How To Check for Duplicate Content Penalties on Your Website for SEO

by Dave Crader

Don't be a copy cat

Ever had your content stolen? It recently happened to us and we certainly did not appreciate it. We spend hours writing well-researched original articles because that’s what our readers deserve. You won’t find any rewriting here. The downside to this, as we recently discovered, is becoming a target for copyright infringement. Luckily, we were able to get the copied content removed in this case, but I doubt it will always be so easy. In this post we’ll go over a few options you have if this ever happens to you, and we’ll help you identify duplicate content on your own site that you may not even know existed.

There are a lot of misconceptions about Google’s duplicate content penalty, so let me explain the basics before we dive in.

Duplicate Content Off-Site

A lot of duplicate content is created by scraper websites known as ‘autoblogs.’ Autoblogs are set-up by low-life scumbags who don’t have the creative skill to write their own material. These autoblogs are configured to scrape your website and steal your content almost instantly after you’ve posted it. This confuses search engine spiders because they don’t know which site is the source of the original content. If the spiders crawl the autoblog before crawling your website they will think the autoblog is the original source and you are the copier. If the spiders crawl your content before crawling the autoblog, you should be safe from penalties. It’s not as clean cut as that, but that’s the general idea. Either way, it’s worth your time to proactively pursue content thieves just to be safe. 

1. Contact the Site Owner and Ask for Removal

I was doing some research for our new mobile app service page and stumbled across an article that looked strikingly similar to David’s stellar mobile website blog post from back in June. I ran David’s article through copyscape.com, a free online plagiarism checker, and was surprised to find not just one infringer, but two.
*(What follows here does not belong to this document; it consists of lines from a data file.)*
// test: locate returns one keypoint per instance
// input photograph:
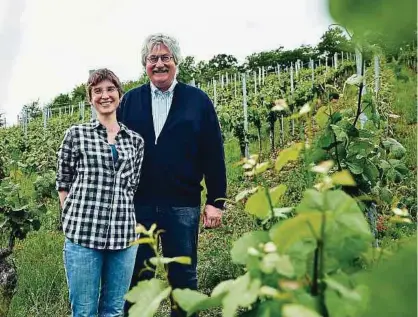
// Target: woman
(99, 165)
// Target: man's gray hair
(159, 38)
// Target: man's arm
(214, 169)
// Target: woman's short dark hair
(100, 75)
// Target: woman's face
(105, 97)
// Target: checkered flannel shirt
(98, 211)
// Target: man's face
(160, 67)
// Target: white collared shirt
(161, 103)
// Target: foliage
(395, 23)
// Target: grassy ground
(42, 289)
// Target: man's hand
(212, 217)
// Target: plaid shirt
(98, 211)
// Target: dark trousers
(180, 238)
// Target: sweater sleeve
(213, 157)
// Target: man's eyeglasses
(153, 59)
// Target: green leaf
(371, 172)
(393, 21)
(239, 251)
(360, 147)
(355, 166)
(321, 117)
(340, 133)
(290, 231)
(355, 80)
(240, 196)
(147, 296)
(393, 283)
(386, 195)
(276, 193)
(287, 155)
(312, 201)
(242, 292)
(268, 308)
(296, 310)
(326, 140)
(343, 178)
(258, 204)
(261, 168)
(341, 301)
I immediately sent a friendly yet direct e-mail to the website owners in hopes of getting the copied content removed.

Original Email

This is one of the e-mails I received back:

Reply Email

I won’t expose this individual since he complied, but it’s interesting that he didn’t know about basic copyright infringement laws. When a tangible idea is shared with at least one other person it becomes protected under U.S. copyright law. A tangible idea can be defined as any idea that is spoken or written. It really does not matter if ‘Copyright ©’ appears next to the idea or not. ‘Copyright ©’ is just a way to warn people that the idea is protected. Like any law, there are various odd exceptions that come into play, but I’ll leave those to the U.S. Copyright Office to explain. The other infringing website owner did not respond to my e-mail, but the page was also removed promptly.

2. Contact the Site’s Host and Ask for Removal

I’ve never had to go straight to the hosting provider, but Google recommends it on its duplicate content help page. I didn’t know hosting providers were required to accommodate such requests, but if they are, it seems like this would be a very effective method.

3. File Lawsuit

You can always have your lawyers write up an official cease and desist letter if you’d like, but this is usually pretty expensive. I’d go with option one or two before heading down this path.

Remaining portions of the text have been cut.